104 / 112

第18章 そばにいたい6

 気恥ずかしくて「言わなきゃ駄目ですか?」とポソポソ呟く。  マックスさんは期待に満ちた顔で僕の答えを待っていた。 「痛くなかったですし、すごく気持ちよかったです。やさしく触れていただいたので、最初の怖いと思う気持ちも、気づけばなくなっていました」  マックスさんが、でれっとした締まりのない顔をする。 「まったく僕のことをかわいいだとか、綺麗だなんて言って求めるのは、あなたくらいですよ」 「そう言われてもな……オレの目にはルキウスがそういう風に見えるんだよ。こんなことで嘘ついてどうする!?」  大声で抗議するマックスさんがなんだかおかしくて、クスクス笑ってしまう。 「あなたって不思議な人ですね! ……まぐわうことがこんなに心地よく、幸せになるものだと初めて知れました。マックスさんのおかげです」 「それは光栄だな。けど、頼むからオレで最後にしてくれよ。目移りしたら嫉妬でどうにかなっちまいそうだ!」 「ご安心ください。ずっとマックスさんのおそばにいますから」  頬や額にマックスさんの唇が触れ、「あー……」と彼が僕の頭の上で声をあげる。 「駄目だ、癖になっちまう。これ以上おまえのことを好きになって、どうしろって言うんだ。好きだ――ルキウスのことが、好きでおかしくなりそうだ」 「僕もあなたが好きですよ」 「さっさと英雄をどうにかして偽の神子やエドワード王子を倒すわ。そうしないとルキウスとデートをすることも、こうやって抱き合うこともお預けを食らうからな」 「マックスさんは僕と次を望んでくださるのですか? デートも?」 「当たり前だろ!?」とマックスさんが飛び起きた。「なんだよ。身体の関係だけだと思ったのか? 冗談じゃないぜ! オレはもっとおまえと仕事のない日にどっかへ出かけたり、のんびり過ごしたいし、こういうこともいっぱいしたいのに」と嘆いた。 「わずらわしく思われないのですか?」 「なんで? 好きなやつと一緒にいたい。過ごしたいと思うのは普通のことだろ。オレはもっとおまえと時間をともにして、おまえのことを知りたいんだよ」  そう言ってもらえてうれしくてムズムズする。胸が温かくなって頬が自然と緩む。  しばらく沈黙したかと思うとマックスさんが口を開いた。 「話は変わるけどさ……『裁定』の神とはどこで出会ったんだ。あれは今は亡きアトランティス王国の神だろ」  あまりにも突拍子もなく尋ねられ、僕は目を丸くする。 「ほら、他の連中とルキウスのエピソードを聞いたり、見たりはしたけど。
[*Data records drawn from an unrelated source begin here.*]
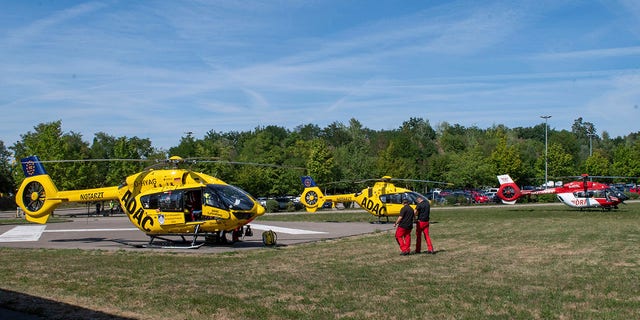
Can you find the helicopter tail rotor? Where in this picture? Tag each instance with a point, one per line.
(312, 197)
(508, 191)
(36, 195)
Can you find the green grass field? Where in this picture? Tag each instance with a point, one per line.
(540, 262)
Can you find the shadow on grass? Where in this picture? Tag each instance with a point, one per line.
(20, 306)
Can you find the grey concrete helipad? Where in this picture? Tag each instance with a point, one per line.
(116, 232)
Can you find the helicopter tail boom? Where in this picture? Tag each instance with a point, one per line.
(38, 196)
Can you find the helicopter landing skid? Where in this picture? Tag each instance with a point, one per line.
(173, 244)
(380, 221)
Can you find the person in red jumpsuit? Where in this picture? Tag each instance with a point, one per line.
(422, 225)
(403, 225)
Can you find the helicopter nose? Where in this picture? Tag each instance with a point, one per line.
(261, 210)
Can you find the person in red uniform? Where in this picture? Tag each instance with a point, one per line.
(403, 225)
(422, 225)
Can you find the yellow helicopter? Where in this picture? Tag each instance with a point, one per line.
(159, 202)
(384, 199)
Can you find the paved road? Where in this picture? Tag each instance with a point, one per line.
(117, 233)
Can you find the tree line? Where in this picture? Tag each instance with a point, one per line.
(336, 156)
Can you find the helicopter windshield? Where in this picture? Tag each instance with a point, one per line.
(227, 197)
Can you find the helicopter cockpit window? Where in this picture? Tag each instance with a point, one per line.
(227, 197)
(171, 201)
(150, 201)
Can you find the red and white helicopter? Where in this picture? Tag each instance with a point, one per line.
(576, 194)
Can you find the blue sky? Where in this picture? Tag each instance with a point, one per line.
(158, 69)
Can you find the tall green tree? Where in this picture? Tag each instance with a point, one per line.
(7, 184)
(597, 164)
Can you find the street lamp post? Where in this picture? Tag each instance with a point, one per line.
(590, 144)
(546, 169)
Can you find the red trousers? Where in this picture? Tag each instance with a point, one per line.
(423, 228)
(403, 236)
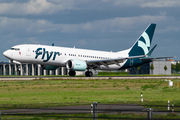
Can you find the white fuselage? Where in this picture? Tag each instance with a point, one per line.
(58, 56)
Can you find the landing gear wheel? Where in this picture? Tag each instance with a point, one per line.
(72, 73)
(89, 74)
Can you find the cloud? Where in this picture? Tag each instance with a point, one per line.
(34, 7)
(161, 3)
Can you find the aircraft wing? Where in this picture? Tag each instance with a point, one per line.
(107, 62)
(155, 58)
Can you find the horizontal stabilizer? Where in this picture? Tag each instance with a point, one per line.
(150, 52)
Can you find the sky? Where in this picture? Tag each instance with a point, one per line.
(106, 25)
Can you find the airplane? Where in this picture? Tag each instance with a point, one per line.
(52, 57)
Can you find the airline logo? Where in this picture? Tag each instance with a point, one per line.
(46, 55)
(145, 43)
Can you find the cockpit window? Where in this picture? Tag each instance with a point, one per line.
(15, 49)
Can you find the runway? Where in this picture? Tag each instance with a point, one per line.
(89, 78)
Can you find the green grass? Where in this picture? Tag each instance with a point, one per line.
(82, 91)
(47, 93)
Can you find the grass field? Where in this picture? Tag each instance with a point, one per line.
(86, 91)
(40, 93)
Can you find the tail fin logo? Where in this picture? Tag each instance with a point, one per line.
(146, 44)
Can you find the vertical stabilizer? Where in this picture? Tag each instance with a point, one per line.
(142, 45)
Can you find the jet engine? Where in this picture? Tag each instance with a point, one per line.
(48, 67)
(76, 65)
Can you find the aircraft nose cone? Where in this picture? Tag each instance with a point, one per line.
(6, 53)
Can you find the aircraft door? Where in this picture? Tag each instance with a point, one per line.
(28, 51)
(131, 62)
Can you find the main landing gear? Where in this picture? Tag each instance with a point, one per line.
(88, 74)
(72, 73)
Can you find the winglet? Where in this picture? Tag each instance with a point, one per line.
(150, 52)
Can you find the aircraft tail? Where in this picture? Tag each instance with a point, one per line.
(143, 43)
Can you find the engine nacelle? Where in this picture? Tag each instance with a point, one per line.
(48, 67)
(76, 65)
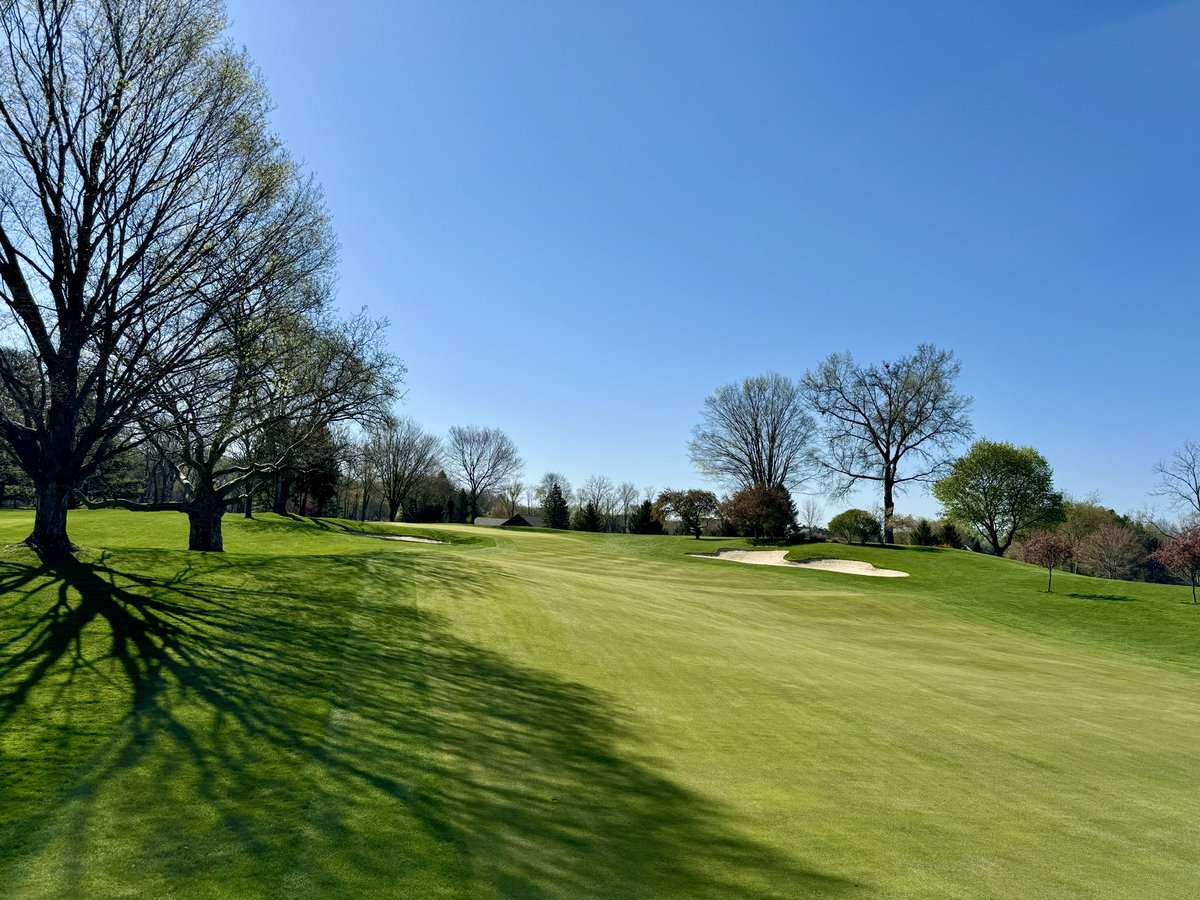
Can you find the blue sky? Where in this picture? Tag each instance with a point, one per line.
(582, 217)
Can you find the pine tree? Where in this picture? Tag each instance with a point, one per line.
(587, 519)
(642, 521)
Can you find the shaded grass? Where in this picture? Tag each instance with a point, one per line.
(555, 714)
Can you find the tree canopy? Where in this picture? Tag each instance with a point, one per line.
(1000, 491)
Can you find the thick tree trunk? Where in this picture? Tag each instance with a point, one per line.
(51, 519)
(889, 508)
(204, 522)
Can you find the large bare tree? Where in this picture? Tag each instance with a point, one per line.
(1179, 480)
(405, 455)
(755, 432)
(879, 419)
(133, 160)
(310, 372)
(483, 459)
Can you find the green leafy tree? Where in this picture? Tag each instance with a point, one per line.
(855, 526)
(1049, 550)
(1001, 491)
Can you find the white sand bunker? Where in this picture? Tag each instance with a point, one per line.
(408, 538)
(779, 557)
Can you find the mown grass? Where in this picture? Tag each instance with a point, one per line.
(516, 713)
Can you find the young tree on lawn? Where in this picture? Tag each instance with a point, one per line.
(855, 526)
(481, 459)
(1049, 550)
(405, 454)
(691, 508)
(1181, 557)
(587, 517)
(1000, 490)
(1179, 479)
(877, 419)
(755, 432)
(136, 163)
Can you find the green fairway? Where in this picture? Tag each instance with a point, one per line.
(526, 713)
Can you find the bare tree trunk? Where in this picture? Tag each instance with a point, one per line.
(204, 515)
(889, 507)
(49, 533)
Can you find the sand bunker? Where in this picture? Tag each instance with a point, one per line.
(778, 557)
(408, 538)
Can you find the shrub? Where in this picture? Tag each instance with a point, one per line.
(855, 526)
(1049, 550)
(761, 511)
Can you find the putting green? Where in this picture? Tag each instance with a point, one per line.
(528, 713)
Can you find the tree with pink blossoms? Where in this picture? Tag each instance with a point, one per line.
(1181, 557)
(1049, 550)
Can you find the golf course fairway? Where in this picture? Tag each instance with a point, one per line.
(527, 713)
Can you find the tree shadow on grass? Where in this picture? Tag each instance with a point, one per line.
(303, 741)
(1109, 598)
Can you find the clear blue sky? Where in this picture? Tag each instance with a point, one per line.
(581, 217)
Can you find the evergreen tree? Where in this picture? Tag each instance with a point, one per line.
(587, 519)
(642, 521)
(555, 510)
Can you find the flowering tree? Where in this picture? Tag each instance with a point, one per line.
(1181, 556)
(1049, 550)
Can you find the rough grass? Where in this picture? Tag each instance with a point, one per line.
(516, 713)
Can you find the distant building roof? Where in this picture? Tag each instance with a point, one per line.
(519, 520)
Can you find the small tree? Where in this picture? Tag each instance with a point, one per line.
(923, 534)
(1049, 550)
(811, 514)
(951, 535)
(555, 509)
(642, 521)
(1001, 491)
(855, 525)
(691, 508)
(1181, 557)
(587, 519)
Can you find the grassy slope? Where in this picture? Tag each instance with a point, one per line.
(559, 714)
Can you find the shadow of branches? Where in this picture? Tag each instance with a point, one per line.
(255, 737)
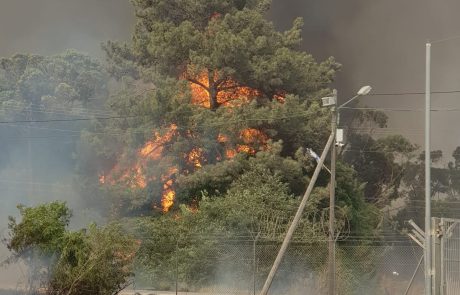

あの神については知らないから……」  寝物語にしてはずいぶん色気のない話だ。でもマックスさんが僕のことを知りたいと思ってくれているのかな? と昔話をする。 「『裁定』の神と出会ったのは、四つのときです。今は亡きアトランティス王国の遺跡を博物館に見に行ったんですよ。光り輝く黄金の調度品も、色鮮やかな宝石のアクセサリー、不思議な絵の描かれた薬壺や、庶民の暮らしを模した粘土細工も、どれもすてきで子ども心に胸が、ときめきました」 「……なるほどな。それで、『裁定』の神とはどう出会ったんだ?」 「博物館の中で出会いました。僕、ぼうっとしていて、兄や両親たちとはぐれてしまったんです。その上意地悪な貴族の子たちに倉庫へ閉じ込められてしまって。ずっと泣いていたら、夜になっちゃいました。不思議なご夫妻がどこからともなく現れて、僕のことを助けてくださったんです。  博物館の中をいっしょに歩いてもらって、いろんなことを教わりました。アトランティス王国が天変地異で一夜にしてなくなってしまったこと、海の中に家屋や王宮、財宝が眠っていることを」 「うん……」 「『愛と戦い』の女神様に呪われた悲しい王子様の話も聞きました。神様が天上と地上に奥様を持ったことに怒った『愛と戦い』の女神様が、神様の子である王子様に三千年生きて戦い続ける呪いをかけてしまったんです。愛を知るまで王子様は旅を続けるおとぎ話……。すごく悲しくて、切なかったです。  それでご夫妻から別れ際に「困ったときは『裁定』の神を呼びなさい」と教わったんです。気づいたら家の前にいました。ひどい意地悪やいじめを受けたときに、『裁定』の神を呼んだんですけど、いじめっ子がかわいそうになるくらい、罰が重くて。僕も先生たちにひどく怒られちゃって……。それでいつの間にか魔法や魔術を使えなくなっちゃったんですかね?」  神妙な顔をしてマックスさんが無言でいた。 「マックスさん?」 「英雄……見つかりそうだぞ」とマックスさんが突然、切り出した。 「本当ですか!」  僕は胸がいっぱいになり、ガバリと起き上がった。  マックスさんも起き上がって、あぐらをかく。 「ああ、本当だ」 「それって巻物に書かれていた内容ですよね。どうしたら英雄と会えるようになりますか?」 「南の国の果てに暗黒街道っつーのが、あるんだ。そこを、ある人物が通り抜けると英雄がこの世に現れる」 「ある人物? いったい誰が……」

ともだちにシェアしよう!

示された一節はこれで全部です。